Néanmoins, en dépit de sa précarité, cette ontologie militante et brisée est habilitée à affirmer que les herméneutiques rivales ne sont pas de simples « jeux de langage », comme ce serait le cas si leurs prétentions totalitaires restaient affrontées au seul plan du langage. Pour une philosophie linguistique, toutes les interprétations sont également valables dans les limites de la théorie qui fonde les règles de lecture considérées ; ces interprétations également valables restent des « jeux de langage », dont on peut arbitrairement changer les règles, aussi longtemps qu’on n’a pas montré que chacune est fondée dans une fonction existentielle particulière ; c’est ainsi que la psychanalyse a son fondement dans une archéologie du sujet, la phénoménologie de l’esprit dans une téléologie, la phénoménologie de la religion dans une eschatologie.

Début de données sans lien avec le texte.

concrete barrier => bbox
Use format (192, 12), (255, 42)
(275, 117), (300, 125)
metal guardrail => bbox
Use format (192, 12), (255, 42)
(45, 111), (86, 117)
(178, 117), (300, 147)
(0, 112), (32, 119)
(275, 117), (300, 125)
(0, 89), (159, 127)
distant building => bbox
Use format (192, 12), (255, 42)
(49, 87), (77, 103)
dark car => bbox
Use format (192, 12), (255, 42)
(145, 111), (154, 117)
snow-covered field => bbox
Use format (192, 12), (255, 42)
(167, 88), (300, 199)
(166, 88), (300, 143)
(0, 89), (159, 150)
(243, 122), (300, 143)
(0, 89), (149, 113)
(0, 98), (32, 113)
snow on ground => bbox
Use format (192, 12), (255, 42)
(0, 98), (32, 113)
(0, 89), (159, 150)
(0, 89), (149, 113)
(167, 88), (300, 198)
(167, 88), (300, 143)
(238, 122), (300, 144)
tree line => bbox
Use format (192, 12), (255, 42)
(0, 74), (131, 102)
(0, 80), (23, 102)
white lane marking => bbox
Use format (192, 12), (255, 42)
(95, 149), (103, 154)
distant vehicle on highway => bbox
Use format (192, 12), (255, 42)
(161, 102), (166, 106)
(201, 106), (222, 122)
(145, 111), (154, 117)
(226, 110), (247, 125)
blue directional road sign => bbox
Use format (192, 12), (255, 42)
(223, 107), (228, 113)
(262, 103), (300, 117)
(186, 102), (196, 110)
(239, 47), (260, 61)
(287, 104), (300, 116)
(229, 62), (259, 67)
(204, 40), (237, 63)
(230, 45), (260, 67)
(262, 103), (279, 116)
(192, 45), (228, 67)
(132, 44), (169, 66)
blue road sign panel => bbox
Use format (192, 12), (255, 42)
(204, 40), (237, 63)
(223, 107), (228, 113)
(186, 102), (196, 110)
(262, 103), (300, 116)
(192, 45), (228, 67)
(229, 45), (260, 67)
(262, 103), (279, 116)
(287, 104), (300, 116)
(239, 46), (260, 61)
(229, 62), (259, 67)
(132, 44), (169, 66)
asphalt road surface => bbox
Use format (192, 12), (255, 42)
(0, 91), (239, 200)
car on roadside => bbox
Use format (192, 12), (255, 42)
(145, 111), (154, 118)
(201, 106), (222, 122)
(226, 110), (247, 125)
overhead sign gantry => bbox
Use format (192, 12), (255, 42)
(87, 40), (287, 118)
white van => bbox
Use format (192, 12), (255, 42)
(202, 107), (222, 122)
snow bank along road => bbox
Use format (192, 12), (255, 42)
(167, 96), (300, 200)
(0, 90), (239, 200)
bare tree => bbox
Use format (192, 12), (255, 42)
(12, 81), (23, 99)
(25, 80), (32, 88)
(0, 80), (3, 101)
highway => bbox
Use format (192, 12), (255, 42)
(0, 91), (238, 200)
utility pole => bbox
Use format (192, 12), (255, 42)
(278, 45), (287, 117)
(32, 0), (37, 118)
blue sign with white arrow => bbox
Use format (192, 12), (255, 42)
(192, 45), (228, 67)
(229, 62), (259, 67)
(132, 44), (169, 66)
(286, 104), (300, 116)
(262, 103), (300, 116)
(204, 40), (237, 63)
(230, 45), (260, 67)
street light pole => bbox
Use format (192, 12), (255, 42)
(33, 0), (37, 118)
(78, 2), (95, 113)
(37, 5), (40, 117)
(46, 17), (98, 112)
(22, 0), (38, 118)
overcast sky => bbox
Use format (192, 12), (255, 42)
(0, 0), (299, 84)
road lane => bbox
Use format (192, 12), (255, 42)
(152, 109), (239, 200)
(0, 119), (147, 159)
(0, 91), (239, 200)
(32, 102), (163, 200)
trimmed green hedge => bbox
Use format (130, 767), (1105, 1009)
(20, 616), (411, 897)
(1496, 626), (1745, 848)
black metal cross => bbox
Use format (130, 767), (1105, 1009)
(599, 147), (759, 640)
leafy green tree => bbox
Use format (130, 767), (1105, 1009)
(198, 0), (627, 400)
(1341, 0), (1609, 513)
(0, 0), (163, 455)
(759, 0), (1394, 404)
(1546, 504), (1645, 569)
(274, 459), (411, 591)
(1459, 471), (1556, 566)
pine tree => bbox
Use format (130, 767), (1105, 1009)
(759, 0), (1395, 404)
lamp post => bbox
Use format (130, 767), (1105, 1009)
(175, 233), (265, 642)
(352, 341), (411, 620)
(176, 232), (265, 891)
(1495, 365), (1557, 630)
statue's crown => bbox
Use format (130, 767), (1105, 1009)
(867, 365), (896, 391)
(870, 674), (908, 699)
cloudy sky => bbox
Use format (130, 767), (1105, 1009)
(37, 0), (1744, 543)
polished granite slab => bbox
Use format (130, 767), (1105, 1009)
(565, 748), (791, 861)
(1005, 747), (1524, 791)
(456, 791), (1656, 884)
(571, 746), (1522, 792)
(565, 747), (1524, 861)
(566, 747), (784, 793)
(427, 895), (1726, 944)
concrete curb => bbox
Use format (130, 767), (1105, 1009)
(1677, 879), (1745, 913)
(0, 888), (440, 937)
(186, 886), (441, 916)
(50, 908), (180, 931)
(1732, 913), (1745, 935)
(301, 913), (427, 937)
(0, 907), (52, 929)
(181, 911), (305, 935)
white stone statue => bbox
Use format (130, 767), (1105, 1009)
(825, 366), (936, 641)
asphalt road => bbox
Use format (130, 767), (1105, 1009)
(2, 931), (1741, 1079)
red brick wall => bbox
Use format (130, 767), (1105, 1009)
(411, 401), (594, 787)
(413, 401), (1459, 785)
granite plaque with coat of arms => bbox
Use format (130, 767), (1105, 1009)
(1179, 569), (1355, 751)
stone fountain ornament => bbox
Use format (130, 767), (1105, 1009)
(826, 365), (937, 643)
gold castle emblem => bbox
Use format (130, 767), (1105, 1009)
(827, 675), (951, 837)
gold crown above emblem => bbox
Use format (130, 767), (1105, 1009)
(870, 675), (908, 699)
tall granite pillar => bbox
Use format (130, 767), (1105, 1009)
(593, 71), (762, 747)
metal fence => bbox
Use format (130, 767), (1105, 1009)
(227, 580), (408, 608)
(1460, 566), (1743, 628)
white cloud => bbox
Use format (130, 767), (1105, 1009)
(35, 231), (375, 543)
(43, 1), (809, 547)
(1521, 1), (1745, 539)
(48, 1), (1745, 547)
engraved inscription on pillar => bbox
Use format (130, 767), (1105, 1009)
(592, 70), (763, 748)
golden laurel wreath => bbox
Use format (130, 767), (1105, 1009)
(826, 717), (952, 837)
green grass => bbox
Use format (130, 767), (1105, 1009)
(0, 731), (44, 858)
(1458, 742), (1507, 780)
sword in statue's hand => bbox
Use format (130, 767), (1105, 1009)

Peut-on aller plus loin ? Peut-on articuler ces différentes fonctions existentielles dans une figure unitaire, comme Heidegger le tentait dans la seconde partie de Sein und Zeit ? C’est la question que la présente étude laisse non résolue. Mais si elle reste non résolue, elle n’est pas désespérée. Dans la dialectique de l’archéologie, de la téléologie et de l’eschatologie, une structure ontologique s’annonce, susceptible de rassembler les interprétations discordantes au plan linguistique. Mais cette figure cohérente de l’être que nous sommes, dans laquelle viendraient s’implanter les interprétations rivales, n’est pas donnée ailleurs que dans cette dialectique des interprétations. À cet égard, l’herméneutique est indépassable. Seule une herméneutique, instruite par les figures symboliques, peut montrer que ces différentes modalités de l’existence appartiennent à une unique problématique ; car ce sont finalement les symboles les plus riches qui assurent l’unité de ces multiples interprétations ; eux seuls portent tous les vecteurs, régressifs et prospectifs, que les diverses herméneutiques dissocient. Les vrais symboles sont gros de toutes les herméneutiques, de celle qui se dirige vers l’émergence de nouvelles significations et de celle qui se dirige vers la résurgence des fantasmes archaïques. C’est en ce sens que nous disions, dès notre introduction, que l’existence dont peut parler une philosophie herméneutique reste toujours une existence interprétée ; c’est dans le travail de l’interprétation qu’elle découvre les modalités multiples de la dépendance du soi, sa dépendance au désir aperçue dans une archéologie du sujet, sa dépendance à l’esprit aperçue dans sa téléologie, sa dépendance au sacré aperçue dans son eschatologie. C’est en développant une archéologie, une téléologie et une eschatologie que la réflexion se supprime elle-même comme réflexion.
Ainsi, l’ontologie est bien la terre promise pour une philosophie qui commence par le langage et par la réflexion ; mais, comme Moïse, le sujet parlant et réfléchissant peut seulement l’apercevoir avant de mourir.